3

I'm new to ETL process. At this moment I'm working with kettle more precisely with geokettle to make a ETL process. I'm building a transformation to insert data in a normalized structure on my database target from a descriptive table of a database source.

Please take into consideration the following example.

Example:

I'm trying to insert in cascade on my database a contact record. Notice that in the source database I have the following contact table:

Database Source: Table Contacts

I would like to transform into the following structure:

Database Target: [Contact normalized tables]

So the main idea is:

step one: Insert the phone in CI_Telephone table and get t_id.

step two: In parallel with the previous step insert institutionAddress and country on CI_Address and get a_id

third step: after that, i need to get those ids (t_id and a_id) to be inserted on CI_Contact (if not exist yet) and get the c_id

fourth step: Insert (if not already exists) on CI_ResponsibleParty the instituionName => organizationName and name=> individualname, and insert the correct foreign key (contactInfo) that references CI_contact table.

This was my idea about the ETL process:

Geokettle approach

Question: How can you do a "cascade" insertion using geokettle or kettle? ( i dont know if this is the correct term) Does this transformation make sense to you?

I couldn't find any similar example to this case. Any suggestion about this issue would be great.
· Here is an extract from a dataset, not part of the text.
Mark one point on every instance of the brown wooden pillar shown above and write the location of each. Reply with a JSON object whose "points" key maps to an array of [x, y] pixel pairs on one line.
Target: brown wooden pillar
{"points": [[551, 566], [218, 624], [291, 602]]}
Please, share your experience about ETL process and how to normalize a database from another that isn't normalized.

Marlon Abeykoon
  • 11,927
  • 4
  • 54
  • 75
ePascoal
  • 2,362
  • 6
  • 26
  • 44

1 Answers1

2

These steps can be used for each step you specified.

step one: insert the phone in CI_Telephone table and get t_id.

  • Use Dimension lookup/update step. It will return the key created when you specified it in Technical key field.

step two: In parallel with the previous step insert institutionAddress and country on CI_Address and get a_id

  • Use the same step parallelly to do the Address insertion and get the Id.

third step: after that, i need to get those ids (t_id and a_id) to be inserted on CI_Contact (if not exist yet) and get the c_id

  • Use Merge join step to join the to streams using a key. Then use Insert/Update step to insert to CI_Contact if not exist.

fourth step: Insert (if not already exists) on CI_ResponsibleParty the instituionName => organizationName and name=> individualname, and insert the correct foreign key (contactInfo) that references CI_contact table.

  • Use the same step as above to do the insertion.

NB: Since Dimension lookup/update and Combination lookup/update steps are there for Data Warehousing which is suited well for your requirement.

Marlon Abeykoon
  • 11,927
  • 4
  • 54
  • 75